Bakanlar Kurulu kararıyla kurulan Sulama Birlikleri; DSİ Umum Müdürlüğü Teşkilat ve Vazifeleri Kanunu, Belediyeler Kanunu, Köy Kanunu ve İl İdaresi Kanununda yer alan düzenlemelerle yönetilmektedir. S. b. ait tesislerin yapımı, bakım ve onarımları Devlet Su İşleri ekipmanlarınca yapılmakta ve masraflar DSİ Genel Müdürlüğü bütçesinden karşılanmaktadır. Birlik personelinin atanması ise, 657 sayılı Devlet Memurları Kanunu’nda belirtilen esaslara göre yapılmaktadır. Bu nedenlerle davalı S. B.kamu kurumu niteliğindedir.

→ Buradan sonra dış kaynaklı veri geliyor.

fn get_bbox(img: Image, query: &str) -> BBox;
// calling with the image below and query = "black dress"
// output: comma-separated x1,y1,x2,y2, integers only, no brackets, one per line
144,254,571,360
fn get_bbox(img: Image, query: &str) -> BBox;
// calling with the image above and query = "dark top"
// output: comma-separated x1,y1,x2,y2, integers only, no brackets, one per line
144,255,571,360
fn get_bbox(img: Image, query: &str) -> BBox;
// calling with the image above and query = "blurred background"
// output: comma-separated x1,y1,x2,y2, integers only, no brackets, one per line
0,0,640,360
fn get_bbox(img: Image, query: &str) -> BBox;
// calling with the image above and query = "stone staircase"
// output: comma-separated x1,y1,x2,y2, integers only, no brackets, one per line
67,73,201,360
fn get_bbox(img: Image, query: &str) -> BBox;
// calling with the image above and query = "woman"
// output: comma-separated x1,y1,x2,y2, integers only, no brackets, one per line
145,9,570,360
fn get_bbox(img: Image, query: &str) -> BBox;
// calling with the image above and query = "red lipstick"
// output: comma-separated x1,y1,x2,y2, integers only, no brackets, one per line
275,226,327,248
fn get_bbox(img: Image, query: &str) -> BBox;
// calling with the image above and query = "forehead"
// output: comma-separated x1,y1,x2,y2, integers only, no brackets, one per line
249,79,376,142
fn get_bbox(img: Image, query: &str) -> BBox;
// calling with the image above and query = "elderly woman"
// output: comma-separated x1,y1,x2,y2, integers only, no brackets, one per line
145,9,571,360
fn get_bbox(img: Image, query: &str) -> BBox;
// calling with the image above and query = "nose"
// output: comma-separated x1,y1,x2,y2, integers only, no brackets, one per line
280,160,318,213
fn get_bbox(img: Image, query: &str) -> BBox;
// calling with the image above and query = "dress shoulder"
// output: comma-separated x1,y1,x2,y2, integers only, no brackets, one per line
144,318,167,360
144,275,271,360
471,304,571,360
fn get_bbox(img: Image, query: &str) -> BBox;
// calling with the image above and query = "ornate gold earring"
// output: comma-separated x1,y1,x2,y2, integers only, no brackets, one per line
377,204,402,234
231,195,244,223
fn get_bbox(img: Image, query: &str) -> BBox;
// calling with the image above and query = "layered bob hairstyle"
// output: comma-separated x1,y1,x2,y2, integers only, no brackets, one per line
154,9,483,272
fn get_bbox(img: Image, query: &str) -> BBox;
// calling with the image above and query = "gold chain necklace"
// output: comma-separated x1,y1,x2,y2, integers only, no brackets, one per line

Kamu kurumu tarafından kamu yasaları uyarınca sulama nedeniyle borç tahakkuku kamu hukukundan doğan bir yükümlülüktür. O halde anılan nitelikteki bir borca ilişkin işlem idari karar niteliğinde bulunmaktadır. Bu davaların ise 2577 sayılı İdari Yargılama Usulü Kanunu’nun 2. maddesi hükmünce idari yargı yerinde açılması gerekir. Yargı yolu dava şartı niteliğinde olup taraflarca ileri sürülmese bile mahkemece re’sen (kendiliğinden) göz önünde tutulmalıdır.
Şu halde, yargı yolu bakımından görevsizlik kararı verilmesi gerekirken davanın dava şartı eksikliğinden reddine karar verilmesi usul ve yasaya uygun düşmediğinden kararın bozulması gerekmiştir.
SONUÇ: Temyiz olunan kararın yukarıda açıklanan nedenle BOZULMASINA; bozma nedenine göre davacının diğer temyiz itirazlarının şimdilik incelenmesine yer olmadığına ve peşin alınan harcın istek halinde geri verilmesine 28/09/2015 gününde oybirliğiyle karar verildi.